La dette de l’assurance chômage ne peut donc pas être attribuée aux règles de droit commun, et donc a fortiori à leur générosité supposée. Il n’est donc pas surprenant que la plupart des réformes qui ont réduit les droits pour enrayer l’accumulation de déficits aient échoué au cours des 15 dernières années : le remède n’est pas adapté au mal qu’il est sensé soigner. Non seulement les réformes paramétriques nécessaires à résorber le déficit et la dette de l’Unedic ne résoudraient aucun des problèmes structurels et techniques qui en sont à l’origine ; bien au contraire, ceux-ci seraient exacerbés, au détriment de l’efficacité du régime, de la justice sociale et au profit de la segmentation du marché du travail.

Le droit commun doit-il évoluer et comment ?

Cela ne signifie pas que tout va pour le mieux dans le droit commun. Tant en matière de cotisations que de prestations, certaines règles essentielles sont devenues inadaptées, voire incompatibles avec la mission de l’assureur et l’intérêt des assurés.
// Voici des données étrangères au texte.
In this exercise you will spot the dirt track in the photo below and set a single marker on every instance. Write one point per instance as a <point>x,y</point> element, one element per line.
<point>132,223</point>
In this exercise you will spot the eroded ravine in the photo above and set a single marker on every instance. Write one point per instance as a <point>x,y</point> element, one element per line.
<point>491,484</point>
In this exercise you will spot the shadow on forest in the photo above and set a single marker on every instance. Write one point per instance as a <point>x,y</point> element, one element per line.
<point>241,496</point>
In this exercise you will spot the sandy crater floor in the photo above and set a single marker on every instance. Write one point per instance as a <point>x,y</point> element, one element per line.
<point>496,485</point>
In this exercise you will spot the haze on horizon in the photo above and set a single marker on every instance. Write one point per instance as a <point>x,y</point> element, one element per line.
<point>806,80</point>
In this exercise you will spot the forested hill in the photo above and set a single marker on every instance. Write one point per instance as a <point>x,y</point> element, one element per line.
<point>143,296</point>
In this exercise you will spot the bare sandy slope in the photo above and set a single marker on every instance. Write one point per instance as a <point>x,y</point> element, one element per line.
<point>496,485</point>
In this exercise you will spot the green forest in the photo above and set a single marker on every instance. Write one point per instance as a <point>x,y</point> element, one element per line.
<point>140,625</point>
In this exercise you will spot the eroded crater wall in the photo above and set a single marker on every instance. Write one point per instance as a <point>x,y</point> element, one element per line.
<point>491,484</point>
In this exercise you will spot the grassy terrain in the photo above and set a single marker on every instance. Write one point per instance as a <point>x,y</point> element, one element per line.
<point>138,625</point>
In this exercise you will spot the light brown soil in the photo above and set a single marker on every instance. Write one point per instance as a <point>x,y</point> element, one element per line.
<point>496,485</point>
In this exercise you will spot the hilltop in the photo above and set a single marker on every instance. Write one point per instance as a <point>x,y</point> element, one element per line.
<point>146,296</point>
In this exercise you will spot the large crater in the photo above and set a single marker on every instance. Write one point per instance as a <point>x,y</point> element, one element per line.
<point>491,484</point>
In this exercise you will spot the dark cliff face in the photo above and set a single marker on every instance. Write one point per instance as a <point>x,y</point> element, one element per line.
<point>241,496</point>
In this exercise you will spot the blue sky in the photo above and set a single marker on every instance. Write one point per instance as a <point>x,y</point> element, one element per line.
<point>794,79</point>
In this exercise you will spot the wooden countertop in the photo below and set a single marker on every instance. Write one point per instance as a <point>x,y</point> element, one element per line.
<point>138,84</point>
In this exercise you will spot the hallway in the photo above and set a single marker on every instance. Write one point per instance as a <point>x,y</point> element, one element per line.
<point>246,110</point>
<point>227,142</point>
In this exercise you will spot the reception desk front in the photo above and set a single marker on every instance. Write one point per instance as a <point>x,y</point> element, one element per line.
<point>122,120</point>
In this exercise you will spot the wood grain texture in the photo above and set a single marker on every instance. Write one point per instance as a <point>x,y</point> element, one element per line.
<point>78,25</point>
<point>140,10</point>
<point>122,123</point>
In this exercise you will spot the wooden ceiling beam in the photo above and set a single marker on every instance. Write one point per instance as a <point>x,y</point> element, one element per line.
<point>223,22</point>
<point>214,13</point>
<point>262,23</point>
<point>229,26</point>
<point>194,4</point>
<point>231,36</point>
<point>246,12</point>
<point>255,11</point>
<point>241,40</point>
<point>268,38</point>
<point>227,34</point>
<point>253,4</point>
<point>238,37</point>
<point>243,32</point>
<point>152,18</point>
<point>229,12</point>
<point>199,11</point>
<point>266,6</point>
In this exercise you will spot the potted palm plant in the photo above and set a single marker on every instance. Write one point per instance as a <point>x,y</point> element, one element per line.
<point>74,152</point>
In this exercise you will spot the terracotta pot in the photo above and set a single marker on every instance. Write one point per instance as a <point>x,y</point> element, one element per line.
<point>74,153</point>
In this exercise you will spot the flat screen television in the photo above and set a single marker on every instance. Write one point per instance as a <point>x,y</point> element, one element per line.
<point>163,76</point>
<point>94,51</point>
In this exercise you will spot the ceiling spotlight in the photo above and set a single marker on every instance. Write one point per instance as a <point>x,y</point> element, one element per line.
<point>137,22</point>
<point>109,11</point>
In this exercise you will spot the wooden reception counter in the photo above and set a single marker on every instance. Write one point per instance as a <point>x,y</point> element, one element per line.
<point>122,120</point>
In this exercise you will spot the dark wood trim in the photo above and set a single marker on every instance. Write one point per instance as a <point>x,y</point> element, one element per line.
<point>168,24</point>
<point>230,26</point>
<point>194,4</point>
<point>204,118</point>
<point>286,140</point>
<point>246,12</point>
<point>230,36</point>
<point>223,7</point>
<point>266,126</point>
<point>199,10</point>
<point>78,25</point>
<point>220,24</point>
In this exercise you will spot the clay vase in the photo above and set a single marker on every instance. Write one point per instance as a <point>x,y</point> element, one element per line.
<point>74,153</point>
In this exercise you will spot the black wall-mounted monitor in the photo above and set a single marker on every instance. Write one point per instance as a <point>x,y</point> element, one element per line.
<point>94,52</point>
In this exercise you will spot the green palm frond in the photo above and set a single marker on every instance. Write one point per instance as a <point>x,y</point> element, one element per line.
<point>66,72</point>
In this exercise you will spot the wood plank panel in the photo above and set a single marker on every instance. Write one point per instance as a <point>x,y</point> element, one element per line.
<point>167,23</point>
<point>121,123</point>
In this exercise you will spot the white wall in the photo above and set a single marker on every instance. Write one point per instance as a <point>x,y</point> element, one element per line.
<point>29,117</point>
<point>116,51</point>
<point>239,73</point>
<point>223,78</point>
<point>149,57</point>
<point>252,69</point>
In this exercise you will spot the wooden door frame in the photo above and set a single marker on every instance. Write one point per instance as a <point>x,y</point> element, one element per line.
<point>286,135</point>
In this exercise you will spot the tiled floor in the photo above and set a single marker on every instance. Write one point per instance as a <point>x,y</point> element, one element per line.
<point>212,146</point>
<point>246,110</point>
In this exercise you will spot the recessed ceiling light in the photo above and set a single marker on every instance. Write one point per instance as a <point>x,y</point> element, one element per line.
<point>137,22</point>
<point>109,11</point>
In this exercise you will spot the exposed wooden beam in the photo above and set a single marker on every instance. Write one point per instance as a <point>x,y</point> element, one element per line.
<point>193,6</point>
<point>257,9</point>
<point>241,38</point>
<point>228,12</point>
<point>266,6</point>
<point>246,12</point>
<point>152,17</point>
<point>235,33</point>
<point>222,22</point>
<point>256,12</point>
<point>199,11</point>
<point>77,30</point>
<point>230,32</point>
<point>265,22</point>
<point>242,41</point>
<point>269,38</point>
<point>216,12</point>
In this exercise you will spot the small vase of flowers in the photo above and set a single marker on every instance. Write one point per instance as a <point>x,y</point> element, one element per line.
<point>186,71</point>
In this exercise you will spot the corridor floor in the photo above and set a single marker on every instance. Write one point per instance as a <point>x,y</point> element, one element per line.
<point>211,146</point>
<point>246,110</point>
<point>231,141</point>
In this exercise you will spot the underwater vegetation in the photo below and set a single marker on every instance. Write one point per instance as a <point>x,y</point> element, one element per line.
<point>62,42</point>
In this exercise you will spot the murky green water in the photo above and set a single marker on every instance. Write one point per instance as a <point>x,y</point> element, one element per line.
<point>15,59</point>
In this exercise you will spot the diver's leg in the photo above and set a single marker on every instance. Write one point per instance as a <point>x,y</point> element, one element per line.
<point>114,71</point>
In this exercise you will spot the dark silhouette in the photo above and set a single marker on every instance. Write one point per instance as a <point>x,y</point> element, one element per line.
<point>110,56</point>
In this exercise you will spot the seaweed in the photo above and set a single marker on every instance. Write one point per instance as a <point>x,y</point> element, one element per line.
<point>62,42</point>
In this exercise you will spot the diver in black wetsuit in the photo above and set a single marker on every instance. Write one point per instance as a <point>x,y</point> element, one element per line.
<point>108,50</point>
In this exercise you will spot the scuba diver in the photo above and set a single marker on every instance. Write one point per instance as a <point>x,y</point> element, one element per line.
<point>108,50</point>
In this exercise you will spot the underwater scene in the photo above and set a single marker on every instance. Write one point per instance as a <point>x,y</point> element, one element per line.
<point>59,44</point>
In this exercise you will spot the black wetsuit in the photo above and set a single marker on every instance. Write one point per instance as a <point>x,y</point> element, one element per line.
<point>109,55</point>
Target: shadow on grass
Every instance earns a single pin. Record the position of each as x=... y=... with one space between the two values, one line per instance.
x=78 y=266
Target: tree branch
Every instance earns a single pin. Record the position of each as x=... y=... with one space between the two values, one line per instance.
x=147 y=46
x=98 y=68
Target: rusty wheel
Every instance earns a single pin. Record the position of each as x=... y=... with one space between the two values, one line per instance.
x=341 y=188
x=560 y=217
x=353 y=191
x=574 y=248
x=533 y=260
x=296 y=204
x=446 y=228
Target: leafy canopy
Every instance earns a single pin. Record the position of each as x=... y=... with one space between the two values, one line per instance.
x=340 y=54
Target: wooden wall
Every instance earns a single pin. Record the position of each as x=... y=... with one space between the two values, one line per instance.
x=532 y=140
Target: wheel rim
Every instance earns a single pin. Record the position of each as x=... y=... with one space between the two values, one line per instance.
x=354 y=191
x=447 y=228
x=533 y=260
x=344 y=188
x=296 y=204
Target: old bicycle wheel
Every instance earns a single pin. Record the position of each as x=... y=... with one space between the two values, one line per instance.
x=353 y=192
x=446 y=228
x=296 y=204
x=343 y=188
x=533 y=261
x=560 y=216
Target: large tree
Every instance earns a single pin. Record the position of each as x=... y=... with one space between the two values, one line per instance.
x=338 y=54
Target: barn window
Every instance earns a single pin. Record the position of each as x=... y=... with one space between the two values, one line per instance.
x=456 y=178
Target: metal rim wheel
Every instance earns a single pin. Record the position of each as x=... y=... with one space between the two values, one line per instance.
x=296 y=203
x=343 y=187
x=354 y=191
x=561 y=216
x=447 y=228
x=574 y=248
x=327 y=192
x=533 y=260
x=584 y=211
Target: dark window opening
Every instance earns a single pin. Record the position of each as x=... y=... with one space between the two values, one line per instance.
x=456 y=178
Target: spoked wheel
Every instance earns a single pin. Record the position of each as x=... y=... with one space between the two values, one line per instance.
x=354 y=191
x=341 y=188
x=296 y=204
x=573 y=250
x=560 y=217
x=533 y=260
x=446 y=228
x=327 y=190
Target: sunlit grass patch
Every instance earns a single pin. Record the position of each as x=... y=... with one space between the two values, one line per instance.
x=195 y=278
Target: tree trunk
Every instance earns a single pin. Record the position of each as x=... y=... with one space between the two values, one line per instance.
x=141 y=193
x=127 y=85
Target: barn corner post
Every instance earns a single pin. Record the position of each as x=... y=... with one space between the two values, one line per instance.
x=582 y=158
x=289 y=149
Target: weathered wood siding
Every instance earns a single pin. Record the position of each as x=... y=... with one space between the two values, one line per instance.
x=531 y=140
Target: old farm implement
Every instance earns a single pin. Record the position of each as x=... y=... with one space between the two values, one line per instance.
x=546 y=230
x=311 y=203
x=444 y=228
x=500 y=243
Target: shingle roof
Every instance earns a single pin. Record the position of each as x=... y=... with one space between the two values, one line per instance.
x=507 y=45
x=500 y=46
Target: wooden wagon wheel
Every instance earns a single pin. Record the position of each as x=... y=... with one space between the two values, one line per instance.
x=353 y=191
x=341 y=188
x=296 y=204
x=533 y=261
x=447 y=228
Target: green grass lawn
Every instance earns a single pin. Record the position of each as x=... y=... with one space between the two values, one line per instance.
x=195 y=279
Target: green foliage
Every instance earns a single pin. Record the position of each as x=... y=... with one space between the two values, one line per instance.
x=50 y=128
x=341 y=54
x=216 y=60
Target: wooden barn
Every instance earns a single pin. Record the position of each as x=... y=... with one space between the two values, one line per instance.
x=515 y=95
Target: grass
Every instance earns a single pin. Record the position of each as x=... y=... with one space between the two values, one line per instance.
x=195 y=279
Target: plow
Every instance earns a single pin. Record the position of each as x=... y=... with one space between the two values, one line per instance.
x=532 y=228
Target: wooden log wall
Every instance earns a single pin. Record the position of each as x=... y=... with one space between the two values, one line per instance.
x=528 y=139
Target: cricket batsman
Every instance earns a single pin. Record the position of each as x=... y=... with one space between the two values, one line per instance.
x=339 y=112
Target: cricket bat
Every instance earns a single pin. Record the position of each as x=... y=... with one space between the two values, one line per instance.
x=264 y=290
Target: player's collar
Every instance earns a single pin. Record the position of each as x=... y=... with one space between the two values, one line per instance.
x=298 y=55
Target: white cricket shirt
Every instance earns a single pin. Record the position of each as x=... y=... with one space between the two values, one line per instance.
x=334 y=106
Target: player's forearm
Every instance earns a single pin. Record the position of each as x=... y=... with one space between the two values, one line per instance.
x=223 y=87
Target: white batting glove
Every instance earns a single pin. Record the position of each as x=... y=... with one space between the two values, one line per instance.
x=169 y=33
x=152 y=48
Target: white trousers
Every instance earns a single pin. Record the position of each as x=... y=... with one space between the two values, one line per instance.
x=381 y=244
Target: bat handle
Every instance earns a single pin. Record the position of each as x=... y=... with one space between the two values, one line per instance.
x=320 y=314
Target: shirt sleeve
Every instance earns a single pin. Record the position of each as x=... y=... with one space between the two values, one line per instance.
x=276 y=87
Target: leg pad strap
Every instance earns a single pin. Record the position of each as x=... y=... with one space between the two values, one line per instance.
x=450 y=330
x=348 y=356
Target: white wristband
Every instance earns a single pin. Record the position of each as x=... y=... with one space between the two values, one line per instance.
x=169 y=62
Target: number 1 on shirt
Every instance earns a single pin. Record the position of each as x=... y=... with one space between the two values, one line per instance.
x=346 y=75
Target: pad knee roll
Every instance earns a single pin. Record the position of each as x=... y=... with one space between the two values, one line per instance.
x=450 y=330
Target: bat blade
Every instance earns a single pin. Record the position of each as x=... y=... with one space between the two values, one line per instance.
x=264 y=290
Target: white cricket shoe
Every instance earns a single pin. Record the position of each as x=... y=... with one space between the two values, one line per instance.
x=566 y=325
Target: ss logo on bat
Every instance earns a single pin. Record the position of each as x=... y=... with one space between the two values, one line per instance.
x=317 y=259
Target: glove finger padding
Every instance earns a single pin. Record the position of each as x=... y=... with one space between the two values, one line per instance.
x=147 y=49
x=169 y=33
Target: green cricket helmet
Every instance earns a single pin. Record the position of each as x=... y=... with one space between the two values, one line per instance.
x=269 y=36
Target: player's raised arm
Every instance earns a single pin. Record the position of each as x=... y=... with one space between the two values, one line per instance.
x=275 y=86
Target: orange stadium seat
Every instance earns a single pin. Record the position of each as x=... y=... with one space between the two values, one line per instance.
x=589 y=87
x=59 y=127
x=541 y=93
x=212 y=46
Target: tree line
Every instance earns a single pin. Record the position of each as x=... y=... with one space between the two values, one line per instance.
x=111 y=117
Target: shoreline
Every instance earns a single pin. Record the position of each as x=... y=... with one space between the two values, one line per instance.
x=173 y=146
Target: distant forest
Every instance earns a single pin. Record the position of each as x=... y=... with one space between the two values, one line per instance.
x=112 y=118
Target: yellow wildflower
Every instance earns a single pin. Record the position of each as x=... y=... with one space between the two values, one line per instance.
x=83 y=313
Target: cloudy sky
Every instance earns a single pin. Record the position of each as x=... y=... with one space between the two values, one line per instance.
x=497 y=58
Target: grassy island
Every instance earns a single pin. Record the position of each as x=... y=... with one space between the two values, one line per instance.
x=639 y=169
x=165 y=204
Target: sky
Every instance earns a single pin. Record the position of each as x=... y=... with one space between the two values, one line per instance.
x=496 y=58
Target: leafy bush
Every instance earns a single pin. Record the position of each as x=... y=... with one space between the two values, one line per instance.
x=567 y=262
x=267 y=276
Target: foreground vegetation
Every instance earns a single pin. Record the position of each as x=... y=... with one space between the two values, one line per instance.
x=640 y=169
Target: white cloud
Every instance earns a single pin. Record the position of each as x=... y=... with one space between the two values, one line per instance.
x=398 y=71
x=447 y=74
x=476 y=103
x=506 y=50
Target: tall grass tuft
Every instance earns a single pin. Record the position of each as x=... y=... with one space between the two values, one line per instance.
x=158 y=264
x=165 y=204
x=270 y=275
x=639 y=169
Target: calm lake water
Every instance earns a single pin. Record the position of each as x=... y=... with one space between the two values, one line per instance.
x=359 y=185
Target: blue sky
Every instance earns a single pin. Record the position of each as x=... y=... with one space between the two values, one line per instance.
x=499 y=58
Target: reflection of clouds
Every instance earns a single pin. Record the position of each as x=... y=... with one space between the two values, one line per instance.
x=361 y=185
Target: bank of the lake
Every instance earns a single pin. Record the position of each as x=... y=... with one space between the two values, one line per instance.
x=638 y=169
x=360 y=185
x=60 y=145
Une analyse stratégique et une comptabilité précise montrent qu’il existe des pistes simples, certaines, équitables pour refonder l’assurance chômage, et notamment ses règles essentielles.

Une réforme structurelle de l’assurance chômage devrait viser à recentrer son intervention sur des règles de droit commun consolidées et assainies. Cette stratégie devrait reposer sur quatre piliers :

  • La reprise de la dette par l’Etat. La dette n’est pas le fait des règles d’assurance de droit commun, mais elle empêche de réformer celui-ci de manière efficace et économique. L’Etat n’y perd rien, car cette dette est déjà comptabilisée dans la dette publique.
  • La suppression des dépenses non-assurantielles. Les dépenses indûment imputées à l’assurance chômage doivent être financées par d’autres ressources que des taxes sur les chômeurs.
  • Une assurance obligatoire. Tous les employeurs et tous salariés doivent être affiliés, car la solidarité interprofessionnelle, l’équité et l’efficacité justifient que le financement de l’assurance chômage s’appuie sur des ressources larges et diversifiées.
  • Une assurance universelle. L’unicité des règles est un principe intangible. L’assureur doit prioriser l’assurance du risque de chômage et sa mutualisation, ce qui implique de ne plus financer des politiques publiques avec des cotisations d’assurance chômage assises sur le coût du travail marchand.

Les partenaires sociaux n’ont bien entendu pas la latitude de prendre seuls l’ensemble de ces décisions. Mais, si le contexte de la négociation pouvait être ainsi éclairci, les partenaires sociaux pourraient à nouveau se concentrer sur les missions fondamentales et le pilotage de l’Unedic, ainsi que sur les leviers qui importent : objectifs de l’assurance, règles appropriées pour les atteindre, maîtrise des droits et des incitations, taux de cotisation, etc. pour le bénéfice de tous.